Page MenuHomeFreeBSD

Add linux_madvise(2).
ClosedPublic

Authored by trasz on Jun 14 2020, 9:59 PM.

Details

Summary

Add linux_madvise(2) instead of having Linux apps call native
FreeBSD madvise(2) directly. While some of the flag values match,
most don't.

PR: 230160

Diff Detail

Repository
rS FreeBSD src repository
Lint
Automatic diff as part of commit; lint not applicable.
Unit
Automatic diff as part of commit; unit tests not applicable.

Event Timeline

trasz requested review of this revision.Jun 14 2020, 9:59 PM
sys/compat/linux/linux_mmap.c
269 ↗(On Diff #73118)

Is Linux behavior to always invalidate/free the pages in DONTNEED range, or is it only optional ?

Can you return success there without doing anything at all ?

sys/compat/linux/linux_mmap.c
269 ↗(On Diff #73118)

From theraven's testcase (see https://bugs.freebsd.org/bugzilla/show_bug.cgi?id=230160), it seems the zeroing should be immediate.

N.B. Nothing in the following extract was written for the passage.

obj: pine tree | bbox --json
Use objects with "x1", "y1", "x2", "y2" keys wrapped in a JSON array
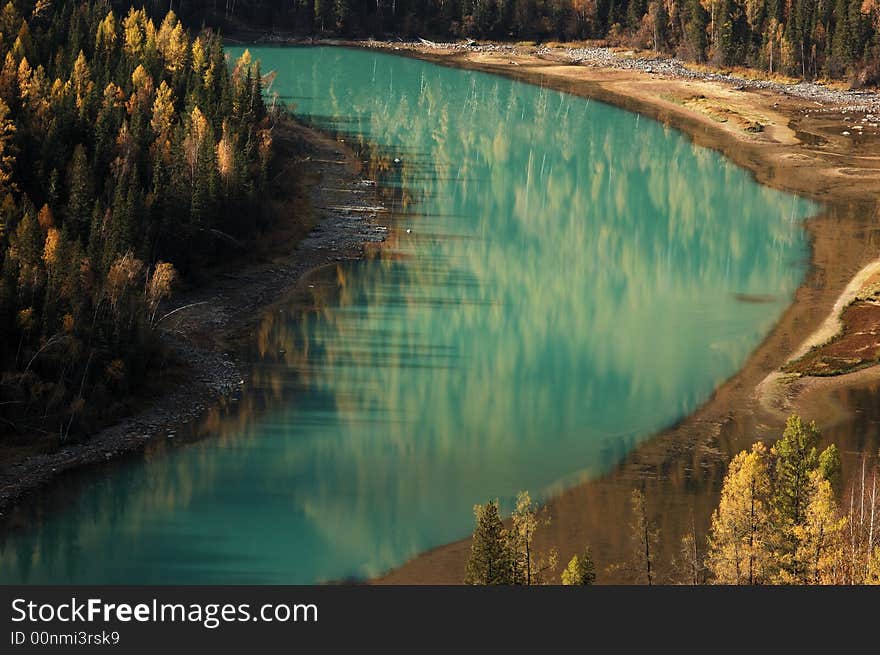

However, after some more testing, I've found that simply returning EINVAL breaks a whole lot of stuff. I think I'll add a sysctl to make it possible to enable the technically correct behaviour, but defaulting to a sane one instead, ie aliasing it for MADV_DONTNEED, or perhaps MADV_FREE.

sys/compat/linux/linux_mmap.c
269 ↗(On Diff #73118)

The thing that is not clear to me, assume that the range is backed by a shared file mapping that contains some dirty (not yet written back to the file) pages. What should happen after LINUX_MADV_DONTNEED ?

sys/compat/linux/linux_mmap.c
269 ↗(On Diff #73118)

Indeed, Linux has non-traditional semantics for DONTNEED. Anonymous pages must be zeroed, low-level system software like jemalloc depends on it (at least with older kernels that don't implement MADV_FREE). MADV_FREE does not provide this semantic.

It is not clear from the documentation what MADV_DONTNEED does for dirty file-backed pages (or named swap-backed pages). From reading the code and some hints on a few ML posts, I believe it always unmaps the pages but preserves dirty state, i.e., the page is marked dirty if PG_M was set. In other words, modifications to shared data are not discarded, and "repopulating the memory contents from the up-to-date contents of the underlying mapped file" may consist of simply mapping resident file pages.

I think we need a new madvise verb to implement these semantics. illumos added it and called it MADV_PURGE. Maybe MADV_LINUX_DONTNEED would be better, given that it is not really intended for use by native code.

sys/vm/vm_mmap.c
726 ↗(On Diff #73118)

Commit it separately?

sys/compat/linux/linux_mmap.c
269 ↗(On Diff #73118)

So it is unmap/fresh anon map for COW mappings (even if backed by a vnode down the shadow chain), and just unmap for shared vnode mappings ?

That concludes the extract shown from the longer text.